Jakarta, Aktua.com – Direktur Eksekutif Lembaga Studi dan Advokasi Masyarakat Wahyudi Djafar menilai, pengakuan korban seharusnya sudah cukup untuk menjadi bukti dalam kasus kekerasan seksual.

“Terkait dengan kasus kekerasan seksual, seharusnya pengakuan korban saja sudah cukup untuk menjadi bukti,” kata Wahyudi ketika dihubungi, Kamis (9/9).

Penggunaan mekanisme tersebut bagi Wahyudi masih belum kuat di Indonesia. Padahal, keberanian untuk memberi pengakuan atas pelecehan yang dialami merupakan sesuatu yang sangat sulit bagi para korban.

Oleh karena itu, dia berharap agar dalam pembahasan dan pengesahan Rancangan Undang-Undang tentang Penghapusan Kekerasan Seksual unsur pengakuan korban dapat menjadi hal penting yang dipertimbangkan oleh para pembuat kebijakan.

“UU PKS nantinya harus bisa mengakomodasi itu semua, baik secara materiel maupun formil, terkait pembuktian kasus kekerasan,” ucapnya.

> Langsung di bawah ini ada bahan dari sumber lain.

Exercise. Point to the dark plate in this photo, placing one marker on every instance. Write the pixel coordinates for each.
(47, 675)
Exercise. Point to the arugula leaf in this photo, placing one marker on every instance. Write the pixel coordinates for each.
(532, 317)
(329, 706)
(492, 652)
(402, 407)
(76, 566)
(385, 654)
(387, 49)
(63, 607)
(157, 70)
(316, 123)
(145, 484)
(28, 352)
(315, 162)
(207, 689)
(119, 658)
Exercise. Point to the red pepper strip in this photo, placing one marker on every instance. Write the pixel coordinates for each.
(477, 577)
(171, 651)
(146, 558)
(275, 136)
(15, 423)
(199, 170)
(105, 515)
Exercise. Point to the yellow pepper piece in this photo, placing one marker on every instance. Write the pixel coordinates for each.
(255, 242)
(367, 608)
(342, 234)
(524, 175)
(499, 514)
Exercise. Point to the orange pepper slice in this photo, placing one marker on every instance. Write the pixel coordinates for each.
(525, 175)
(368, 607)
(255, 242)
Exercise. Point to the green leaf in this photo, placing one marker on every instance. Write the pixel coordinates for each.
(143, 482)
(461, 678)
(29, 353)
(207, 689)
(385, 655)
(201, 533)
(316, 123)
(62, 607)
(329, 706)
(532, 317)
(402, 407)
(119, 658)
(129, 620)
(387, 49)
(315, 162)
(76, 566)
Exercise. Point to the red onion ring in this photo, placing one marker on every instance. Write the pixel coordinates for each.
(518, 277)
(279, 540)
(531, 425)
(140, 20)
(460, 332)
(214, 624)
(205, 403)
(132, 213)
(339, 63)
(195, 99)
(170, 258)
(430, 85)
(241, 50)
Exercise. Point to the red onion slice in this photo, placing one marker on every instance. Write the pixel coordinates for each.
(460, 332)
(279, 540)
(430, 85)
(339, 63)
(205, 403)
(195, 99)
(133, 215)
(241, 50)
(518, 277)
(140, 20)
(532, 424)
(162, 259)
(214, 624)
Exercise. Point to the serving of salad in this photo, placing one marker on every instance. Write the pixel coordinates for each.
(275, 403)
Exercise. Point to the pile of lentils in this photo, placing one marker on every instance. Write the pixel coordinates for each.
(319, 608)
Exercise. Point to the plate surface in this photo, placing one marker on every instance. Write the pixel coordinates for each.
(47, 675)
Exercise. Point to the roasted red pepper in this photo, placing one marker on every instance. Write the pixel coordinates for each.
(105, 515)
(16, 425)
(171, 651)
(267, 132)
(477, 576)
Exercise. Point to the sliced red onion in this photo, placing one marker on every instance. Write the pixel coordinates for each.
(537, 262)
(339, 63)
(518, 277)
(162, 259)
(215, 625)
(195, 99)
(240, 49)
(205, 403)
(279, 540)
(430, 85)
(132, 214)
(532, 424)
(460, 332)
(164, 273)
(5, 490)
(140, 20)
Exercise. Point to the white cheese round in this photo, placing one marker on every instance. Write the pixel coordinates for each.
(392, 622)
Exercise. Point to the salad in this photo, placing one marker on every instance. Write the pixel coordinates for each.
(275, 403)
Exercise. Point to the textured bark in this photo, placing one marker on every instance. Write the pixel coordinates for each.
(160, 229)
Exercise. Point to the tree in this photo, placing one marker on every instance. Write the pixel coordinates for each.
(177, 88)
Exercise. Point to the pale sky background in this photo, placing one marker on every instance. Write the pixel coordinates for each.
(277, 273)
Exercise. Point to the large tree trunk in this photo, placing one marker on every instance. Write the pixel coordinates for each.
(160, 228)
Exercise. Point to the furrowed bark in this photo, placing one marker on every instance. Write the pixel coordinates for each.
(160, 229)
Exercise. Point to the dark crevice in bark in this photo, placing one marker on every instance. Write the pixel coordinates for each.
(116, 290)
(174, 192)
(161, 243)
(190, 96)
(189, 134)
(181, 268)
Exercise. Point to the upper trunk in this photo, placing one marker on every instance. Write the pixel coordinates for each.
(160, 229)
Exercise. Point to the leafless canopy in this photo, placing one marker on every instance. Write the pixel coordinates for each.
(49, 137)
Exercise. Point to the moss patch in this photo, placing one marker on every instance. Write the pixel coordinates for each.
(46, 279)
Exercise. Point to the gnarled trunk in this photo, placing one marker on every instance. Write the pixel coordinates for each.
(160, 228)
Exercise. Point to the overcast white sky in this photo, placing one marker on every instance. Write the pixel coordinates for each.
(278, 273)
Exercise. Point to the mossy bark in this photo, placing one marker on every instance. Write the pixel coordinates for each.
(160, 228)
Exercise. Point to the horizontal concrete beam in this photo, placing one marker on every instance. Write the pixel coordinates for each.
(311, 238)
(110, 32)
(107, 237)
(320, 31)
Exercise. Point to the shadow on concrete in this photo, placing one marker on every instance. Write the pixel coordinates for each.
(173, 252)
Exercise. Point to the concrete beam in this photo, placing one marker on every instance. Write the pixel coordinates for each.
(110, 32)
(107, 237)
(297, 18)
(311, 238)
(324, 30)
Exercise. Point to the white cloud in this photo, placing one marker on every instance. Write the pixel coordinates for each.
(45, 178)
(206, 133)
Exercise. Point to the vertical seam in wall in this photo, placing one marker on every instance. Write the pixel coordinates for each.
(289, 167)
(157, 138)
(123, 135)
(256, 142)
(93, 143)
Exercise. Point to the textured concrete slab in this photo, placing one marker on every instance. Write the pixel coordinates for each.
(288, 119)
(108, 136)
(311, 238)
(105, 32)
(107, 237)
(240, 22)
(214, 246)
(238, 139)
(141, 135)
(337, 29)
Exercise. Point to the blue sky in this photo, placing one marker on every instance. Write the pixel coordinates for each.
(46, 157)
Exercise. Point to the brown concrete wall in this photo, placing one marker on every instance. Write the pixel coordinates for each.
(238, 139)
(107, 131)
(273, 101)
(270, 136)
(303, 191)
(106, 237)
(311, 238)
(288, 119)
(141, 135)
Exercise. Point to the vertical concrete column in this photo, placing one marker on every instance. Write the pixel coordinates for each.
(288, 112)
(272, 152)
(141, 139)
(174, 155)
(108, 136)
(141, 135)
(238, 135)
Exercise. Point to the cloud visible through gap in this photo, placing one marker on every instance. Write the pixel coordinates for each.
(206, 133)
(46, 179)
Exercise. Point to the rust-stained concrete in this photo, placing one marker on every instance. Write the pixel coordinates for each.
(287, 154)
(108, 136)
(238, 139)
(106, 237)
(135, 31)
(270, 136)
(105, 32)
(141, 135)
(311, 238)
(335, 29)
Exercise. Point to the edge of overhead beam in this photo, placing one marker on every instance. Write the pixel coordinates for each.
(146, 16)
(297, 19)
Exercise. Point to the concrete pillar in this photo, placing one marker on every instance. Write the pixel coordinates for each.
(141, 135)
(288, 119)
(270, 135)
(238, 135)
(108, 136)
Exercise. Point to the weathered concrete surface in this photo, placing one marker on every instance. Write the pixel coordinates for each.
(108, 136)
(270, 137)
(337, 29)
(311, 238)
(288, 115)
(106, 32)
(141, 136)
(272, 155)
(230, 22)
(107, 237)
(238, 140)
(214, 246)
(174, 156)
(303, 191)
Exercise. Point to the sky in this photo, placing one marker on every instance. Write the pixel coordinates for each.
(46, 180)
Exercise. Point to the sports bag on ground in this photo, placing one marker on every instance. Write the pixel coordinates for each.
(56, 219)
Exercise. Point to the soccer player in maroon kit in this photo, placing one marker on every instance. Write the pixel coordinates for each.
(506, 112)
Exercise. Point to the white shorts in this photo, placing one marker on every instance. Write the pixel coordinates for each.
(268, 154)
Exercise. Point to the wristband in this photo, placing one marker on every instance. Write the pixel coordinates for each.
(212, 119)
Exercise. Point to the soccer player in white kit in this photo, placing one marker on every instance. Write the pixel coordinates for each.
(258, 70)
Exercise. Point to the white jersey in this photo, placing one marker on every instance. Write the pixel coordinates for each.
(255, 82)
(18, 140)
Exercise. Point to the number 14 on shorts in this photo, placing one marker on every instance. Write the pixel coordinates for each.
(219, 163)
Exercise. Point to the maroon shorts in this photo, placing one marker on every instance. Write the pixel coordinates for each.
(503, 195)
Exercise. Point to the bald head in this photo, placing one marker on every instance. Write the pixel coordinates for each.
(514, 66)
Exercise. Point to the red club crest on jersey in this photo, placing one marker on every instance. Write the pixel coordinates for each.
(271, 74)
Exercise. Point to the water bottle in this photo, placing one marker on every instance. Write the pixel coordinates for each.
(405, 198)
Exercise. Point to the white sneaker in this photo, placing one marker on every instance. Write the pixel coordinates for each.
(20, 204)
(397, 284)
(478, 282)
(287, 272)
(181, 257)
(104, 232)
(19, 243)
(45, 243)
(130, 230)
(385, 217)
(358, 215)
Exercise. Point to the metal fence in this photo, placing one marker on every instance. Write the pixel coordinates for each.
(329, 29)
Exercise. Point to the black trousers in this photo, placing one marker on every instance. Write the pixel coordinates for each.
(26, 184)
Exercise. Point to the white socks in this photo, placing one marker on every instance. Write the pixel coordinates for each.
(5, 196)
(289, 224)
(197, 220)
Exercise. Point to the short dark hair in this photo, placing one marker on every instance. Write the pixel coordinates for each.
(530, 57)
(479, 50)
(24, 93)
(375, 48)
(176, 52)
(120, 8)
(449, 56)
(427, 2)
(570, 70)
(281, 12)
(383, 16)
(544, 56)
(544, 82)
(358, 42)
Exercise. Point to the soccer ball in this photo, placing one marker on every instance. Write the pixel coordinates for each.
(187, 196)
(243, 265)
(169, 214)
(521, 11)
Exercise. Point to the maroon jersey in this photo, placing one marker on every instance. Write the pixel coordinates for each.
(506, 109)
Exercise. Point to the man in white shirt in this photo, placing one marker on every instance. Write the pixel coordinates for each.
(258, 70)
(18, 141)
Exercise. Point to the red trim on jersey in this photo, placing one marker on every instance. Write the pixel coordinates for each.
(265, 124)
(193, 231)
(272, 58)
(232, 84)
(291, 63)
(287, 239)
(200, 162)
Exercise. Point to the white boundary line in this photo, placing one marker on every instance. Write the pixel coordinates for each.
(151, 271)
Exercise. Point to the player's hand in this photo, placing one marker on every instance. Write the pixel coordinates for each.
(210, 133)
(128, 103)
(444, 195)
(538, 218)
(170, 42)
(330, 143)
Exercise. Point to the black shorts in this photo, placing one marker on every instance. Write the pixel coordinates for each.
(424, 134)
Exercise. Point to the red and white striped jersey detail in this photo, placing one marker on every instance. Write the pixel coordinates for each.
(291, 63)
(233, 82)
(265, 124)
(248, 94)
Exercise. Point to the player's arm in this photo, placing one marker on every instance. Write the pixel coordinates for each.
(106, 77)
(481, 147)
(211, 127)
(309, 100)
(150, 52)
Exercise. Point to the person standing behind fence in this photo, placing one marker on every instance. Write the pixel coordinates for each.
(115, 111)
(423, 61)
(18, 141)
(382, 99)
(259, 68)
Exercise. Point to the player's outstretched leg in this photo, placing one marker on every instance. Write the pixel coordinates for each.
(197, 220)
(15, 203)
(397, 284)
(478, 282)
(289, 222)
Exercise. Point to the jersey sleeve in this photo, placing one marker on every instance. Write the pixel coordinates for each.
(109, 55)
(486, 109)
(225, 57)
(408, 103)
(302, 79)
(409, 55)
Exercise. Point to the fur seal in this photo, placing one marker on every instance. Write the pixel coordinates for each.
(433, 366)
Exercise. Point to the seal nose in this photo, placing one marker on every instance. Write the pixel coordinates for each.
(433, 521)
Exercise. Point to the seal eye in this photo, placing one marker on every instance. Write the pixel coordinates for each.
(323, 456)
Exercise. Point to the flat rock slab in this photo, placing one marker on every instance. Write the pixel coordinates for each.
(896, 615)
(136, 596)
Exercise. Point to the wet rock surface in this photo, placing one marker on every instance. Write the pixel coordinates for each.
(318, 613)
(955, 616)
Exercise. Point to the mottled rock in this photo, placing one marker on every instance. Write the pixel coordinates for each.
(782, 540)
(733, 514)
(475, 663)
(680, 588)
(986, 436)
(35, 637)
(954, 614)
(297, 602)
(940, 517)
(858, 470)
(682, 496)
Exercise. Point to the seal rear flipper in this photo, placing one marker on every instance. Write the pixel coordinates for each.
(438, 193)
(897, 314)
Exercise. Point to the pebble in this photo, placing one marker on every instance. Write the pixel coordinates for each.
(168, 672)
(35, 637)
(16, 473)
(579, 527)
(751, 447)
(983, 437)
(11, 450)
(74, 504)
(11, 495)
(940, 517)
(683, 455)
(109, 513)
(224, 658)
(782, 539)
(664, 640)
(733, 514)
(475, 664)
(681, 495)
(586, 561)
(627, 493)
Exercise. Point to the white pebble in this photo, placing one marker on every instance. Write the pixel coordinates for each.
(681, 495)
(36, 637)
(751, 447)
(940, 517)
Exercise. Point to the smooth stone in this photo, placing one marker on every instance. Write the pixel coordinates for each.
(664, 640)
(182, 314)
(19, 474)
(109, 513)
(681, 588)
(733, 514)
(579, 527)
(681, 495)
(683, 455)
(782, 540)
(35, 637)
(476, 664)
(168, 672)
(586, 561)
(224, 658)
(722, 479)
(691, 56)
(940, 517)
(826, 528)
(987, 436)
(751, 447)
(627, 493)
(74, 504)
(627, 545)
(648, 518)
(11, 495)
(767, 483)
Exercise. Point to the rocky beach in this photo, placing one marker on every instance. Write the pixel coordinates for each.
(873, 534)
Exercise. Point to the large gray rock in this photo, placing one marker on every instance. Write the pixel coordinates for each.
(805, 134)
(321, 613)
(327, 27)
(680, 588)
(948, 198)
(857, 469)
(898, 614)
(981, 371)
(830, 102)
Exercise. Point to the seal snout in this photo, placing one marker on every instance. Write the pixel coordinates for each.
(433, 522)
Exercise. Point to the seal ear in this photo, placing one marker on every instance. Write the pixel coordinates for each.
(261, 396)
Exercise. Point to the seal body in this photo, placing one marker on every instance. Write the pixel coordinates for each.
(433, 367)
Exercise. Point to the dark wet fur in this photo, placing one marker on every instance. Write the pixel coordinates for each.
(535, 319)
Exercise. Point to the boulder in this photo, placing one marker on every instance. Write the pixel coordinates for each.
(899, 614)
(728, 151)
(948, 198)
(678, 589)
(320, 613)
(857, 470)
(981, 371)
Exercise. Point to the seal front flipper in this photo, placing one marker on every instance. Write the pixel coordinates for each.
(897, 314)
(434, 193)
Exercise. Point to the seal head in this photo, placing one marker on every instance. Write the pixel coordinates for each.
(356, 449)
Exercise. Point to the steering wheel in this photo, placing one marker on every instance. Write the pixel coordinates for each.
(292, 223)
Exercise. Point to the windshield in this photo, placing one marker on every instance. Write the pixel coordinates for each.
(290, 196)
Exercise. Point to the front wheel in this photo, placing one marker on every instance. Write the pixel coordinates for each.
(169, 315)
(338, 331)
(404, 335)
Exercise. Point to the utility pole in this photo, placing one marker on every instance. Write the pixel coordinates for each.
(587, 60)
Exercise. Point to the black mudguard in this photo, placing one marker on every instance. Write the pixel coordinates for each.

Wahyudi memandang penting untuk memastikan alur atau pembuktian ketika terjadi kekerasan seksual yang tidak hanya berupa tindakan, tetapi juga kekerasan yang terjadi secara verbal.

“Tidak seperti hari ini yang justru malah akan makin menekan atau mengintimidasi korban nantinya,” tutur Wahyudi.

Kasus kekerasan seksual lainnya yang sedang marak terjadi adalah kasus kekerasan berbasis gender online. Ia memberi paparan bahwa terdapat berbagai jenis praktik kekerasan yang terjadi di media sosial, seperti serangan secara langsung sampai dengan melakukan revenge porn.

Wahyudi mengatakan bahwa Undang-Undang Informasi dan Transaksi Elektronik masih belum mengatur tentang kekerasan berbasis gender online dan kekerasan siber terhadap perempuan.

Luputnya peraturan tentang kedua isu tersebut, menurut Wahyudi, mengakibatkan tingginya korban pelecehan oleh pelaku yang menggunakan medium internet. Bahkan, sebagian besar korban adalah perempuan.

Setelah pengesahan RUU PKS menjadi sebuah undang-undang, dia berharap penegak hukum dapat memastikan jaminan perlindungan terhadap korban-korban kekerasan seksual dan memberi satu mekanisme pembuktian yang komprehensif.

“Ini yang harus dirumuskan sedemikian rupa agar tidak menciptakan satu situasi yang justru menyerang korban,” kata Wahyudi.